Have You Been Driven in a Ford, Lately? We Have

We take a no-drama ride on public roads in a fully autonomous Ford Fusion prototype that is part of the automaker&rsquo;s push to put self-driving cars on public roads by 2021.

DEARBORN, MI – Ford will have a new fleet of 20 autonomous Fusion sedan test cars by year-end as the automaker pushes toward putting self-driving vehicles on the road in the coming decade.

James McBride, Ford’s senior technical leader-autonomous vehicles who launched the automaker’s autonomous-vehicle project in 2004, says the latest test fleet won’t be identifiable by the four tall, spinning roof-mounted LiDAR sensors typical of autonomous vehicles to date.

Instead, the latest prototypes will feature the Ultra Puck 32, among the newest technology from LiDAR-maker Velodyne. The sensors, which look like thick, shiny hockey pucks, mount on the A-pillar near each side-view mirror, McBride says.

LiDAR, for Light Detection And Ranging, bounces infrared light off everything around the vehicle, allowing scanning infrared light sensors to detect the reflections and create a 3D image of the surrounding environment.

The puck sensors provide a 300-degree view around the front and sides of the vehicle, but project a tighter beam with less vertical range than the older version, he says. The pucks also cut the number of laser firings per second in half, to 1.4 million pulses per second, compared with the roof-mounted LiDAR sensors.

McBride says the roof-mounted sensors detect far above the roadway – to treetop and building roof height – that’s unnecessary until we have flying cars.
“You point your flashlight where you want to see,” McBride explains.

The current prototype, a Fusion still using the roof-mounted sensors, was running autonomous laps with journalists aboard during “Further With Ford” activities at the automaker’s Dearborn campus this week.

A ride in the car proved remarkable for its lack of drama. Engineers sat up front monitoring the car’s responses and keeping an eye on a laptop computer managing its reactions, but other than putting the car in drive, neither Ford worker interacted with the car to guide it through a 10-minute drive loop.

The real-world route, on 25-mph (40-km/h) city streets, was awash in potential obstacles and hazards, from stop signs and traffic signals to mid-block pedestrian crosswalks, right and left turns and multiple stops. The route was not pre-programmed, Ford engineers said, except for plotting the start/end point and a midpoint.

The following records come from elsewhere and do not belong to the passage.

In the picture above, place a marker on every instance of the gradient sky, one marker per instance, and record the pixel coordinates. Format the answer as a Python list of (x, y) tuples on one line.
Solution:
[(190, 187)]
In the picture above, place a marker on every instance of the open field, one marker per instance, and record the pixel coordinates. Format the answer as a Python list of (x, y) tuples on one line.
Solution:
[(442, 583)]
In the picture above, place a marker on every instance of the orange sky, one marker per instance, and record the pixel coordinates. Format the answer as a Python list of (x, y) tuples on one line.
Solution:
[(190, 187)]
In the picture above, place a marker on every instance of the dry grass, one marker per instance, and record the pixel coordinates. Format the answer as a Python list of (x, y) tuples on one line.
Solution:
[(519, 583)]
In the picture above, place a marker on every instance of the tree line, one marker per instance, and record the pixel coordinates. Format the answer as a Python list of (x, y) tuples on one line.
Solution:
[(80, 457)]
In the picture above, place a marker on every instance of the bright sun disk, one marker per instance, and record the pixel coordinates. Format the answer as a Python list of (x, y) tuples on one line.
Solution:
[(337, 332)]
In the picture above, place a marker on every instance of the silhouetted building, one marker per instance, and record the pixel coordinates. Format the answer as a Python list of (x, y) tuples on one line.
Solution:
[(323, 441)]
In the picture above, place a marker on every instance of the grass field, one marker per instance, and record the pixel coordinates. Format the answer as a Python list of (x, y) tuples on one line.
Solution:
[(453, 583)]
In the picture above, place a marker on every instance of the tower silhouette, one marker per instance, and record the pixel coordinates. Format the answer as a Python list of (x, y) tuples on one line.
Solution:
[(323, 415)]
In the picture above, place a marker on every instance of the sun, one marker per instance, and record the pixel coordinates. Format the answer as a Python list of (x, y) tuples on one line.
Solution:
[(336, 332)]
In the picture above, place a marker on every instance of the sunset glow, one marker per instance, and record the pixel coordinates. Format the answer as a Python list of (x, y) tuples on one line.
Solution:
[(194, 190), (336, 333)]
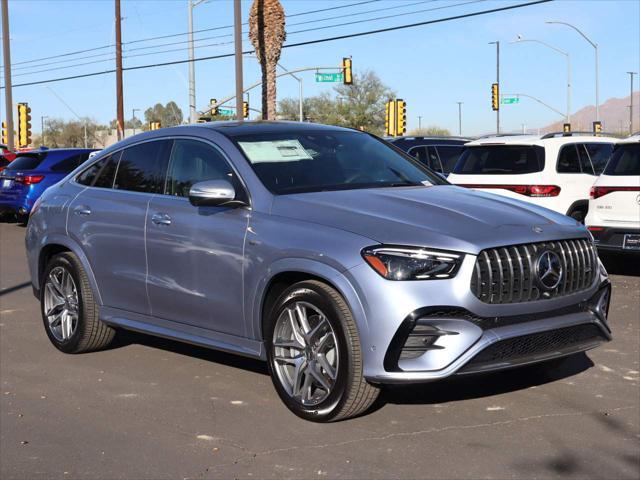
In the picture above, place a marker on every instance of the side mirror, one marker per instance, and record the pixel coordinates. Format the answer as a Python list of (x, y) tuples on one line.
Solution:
[(211, 193)]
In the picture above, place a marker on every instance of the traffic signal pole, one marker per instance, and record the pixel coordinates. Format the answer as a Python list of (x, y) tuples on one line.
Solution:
[(6, 51)]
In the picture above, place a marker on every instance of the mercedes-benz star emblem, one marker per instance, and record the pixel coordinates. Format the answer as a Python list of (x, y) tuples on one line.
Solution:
[(549, 270)]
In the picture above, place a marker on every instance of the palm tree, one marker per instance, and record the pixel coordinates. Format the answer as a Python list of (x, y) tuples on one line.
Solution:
[(267, 34)]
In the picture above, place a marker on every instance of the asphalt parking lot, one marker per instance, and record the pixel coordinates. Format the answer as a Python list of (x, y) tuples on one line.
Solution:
[(151, 408)]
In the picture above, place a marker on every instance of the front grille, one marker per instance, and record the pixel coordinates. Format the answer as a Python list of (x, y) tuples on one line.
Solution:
[(508, 274), (527, 347)]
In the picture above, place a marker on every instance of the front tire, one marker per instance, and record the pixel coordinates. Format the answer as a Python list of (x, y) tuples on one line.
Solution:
[(314, 354), (69, 310)]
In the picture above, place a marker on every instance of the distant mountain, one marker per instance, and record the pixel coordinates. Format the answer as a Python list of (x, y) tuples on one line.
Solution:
[(614, 114)]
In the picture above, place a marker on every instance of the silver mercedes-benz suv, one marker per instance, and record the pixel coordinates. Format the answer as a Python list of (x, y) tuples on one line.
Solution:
[(334, 256)]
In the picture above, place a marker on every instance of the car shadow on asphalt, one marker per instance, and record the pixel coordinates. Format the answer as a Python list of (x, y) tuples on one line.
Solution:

The car did the rest, using LiDAR, cameras and map data to correctly identify and accurately react to each situation. Some actions even were superior to those of a human driver: coming to a full stop at crosswalks regardless of whether pedestrians were present, coming to a complete stop at intersections and always signaling turns.

Ford is targeting 2021 to put a fleet of Level 4 (no steering wheel or pedals) self-driving vehicles on public roads, first as part of commercial ride-sharing and ride-hailing services and operating within defined geographical areas. By the mid-2020s, the company says it expects to offer Level 4 vehicles for purchase and use by the general public.

Ford and China search-engine giant Baidu in August announced a joint investment of $150 million in Velodyne to further its development of laser-based 3D-imaging sensors. Analysts predict the 3D imaging market to grow from $5.7 billion in 2015 to $15.2 billion in 2020 as the sensors are deployed on autonomous shuttles.